Here’s how you can implement this using Python and the mlxtend
library:
import pandas as pd
from mlxtend.preprocessing import TransactionEncoder
from mlxtend.frequent_patterns import apriori, association_rules
# Step 1: Data Preparation
transactions = [
['Albany White Bread', 'Sasko Butter', 'Clover Milk'],
['Sasko Whole Wheat Bread', 'Clover Milk'],
['Albany White Bread', 'Clover Milk', 'Freshpak Rooibos Tea'],
['Albany Rye Bread', 'Clover Butter', 'Parmalat Milk'],
['Sasko White Bread', 'Clover Milk', 'Nescafe Coffee']
]
# Convert transactions to a one-hot encoded DataFrame
te = TransactionEncoder()
te_ary = te.fit(transactions).transform(transactions)

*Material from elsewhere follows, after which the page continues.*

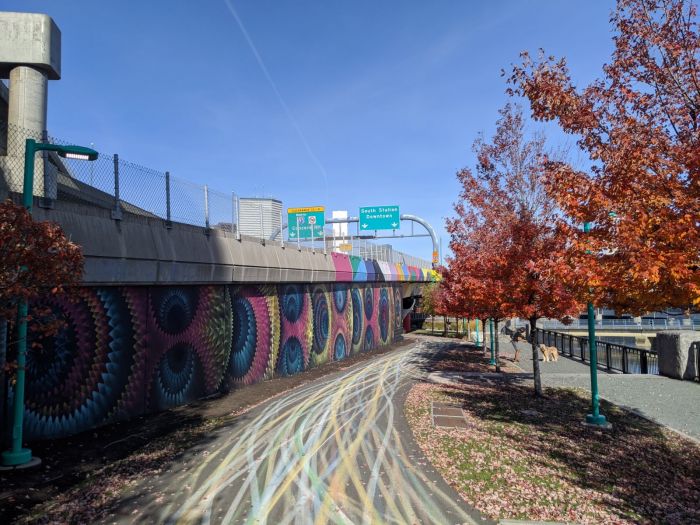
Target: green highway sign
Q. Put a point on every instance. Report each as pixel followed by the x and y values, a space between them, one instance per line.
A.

df = pd.DataFrame(te_ary, columns=te.columns_)
# Step 2: Generate Frequent Itemsets
min_support = 0.2 # 20%
frequent_itemsets = apriori(df, min_support=min_support, use_colnames=True)
# Step 3: Generate Association Rules
min_confidence = 0.6 # 60%
rules = association_rules(frequent_itemsets, metric="confidence", min_threshold=min_confidence)
# Display the rules
print(rules)
-
Data Preparation:
- Convert the list of transactions into a format suitable for analysis. Here, each transaction is encoded as a binary (one-hot) matrix.
-
Generate Frequent Itemsets:
- Use the Apriori algorithm to find itemsets that meet the minimum support threshold. An itemset is frequent if it appears in at least 20% of transactions.
-
Generate Association Rules:
- From the frequent itemsets, generate rules that have a confidence level above 60%. Confidence is defined as the likelihood that an item B is purchased when item A is purchased.
Assuming the rules
DataFrame is generated, it might look something like this:
antecedents consequents support confidence lift
0 (Albany White Bread) (Clover Milk) 0.4 0.75 1.25
1 (Sasko Whole Wheat Bread) (Clover Milk) 0.2 0.67 1.67
2 (Albany Rye Bread) (Clover Butter) 0.2 1.00 2.00
- Rule 1: If a customer buys Albany White Bread, there is a 75% chance they will also buy Clover Milk. This rule appears in 40% of the transactions.
- Rule 2: If a customer buys Sasko Whole Wheat Bread, there is a 67% chance they will also buy Clover Milk. This rule appears in 20% of the transactions.
- Rule 3: If a customer buys Albany Rye Bread, they always (100% of the time) buy Clover Butter. This rule appears in 20% of the transactions.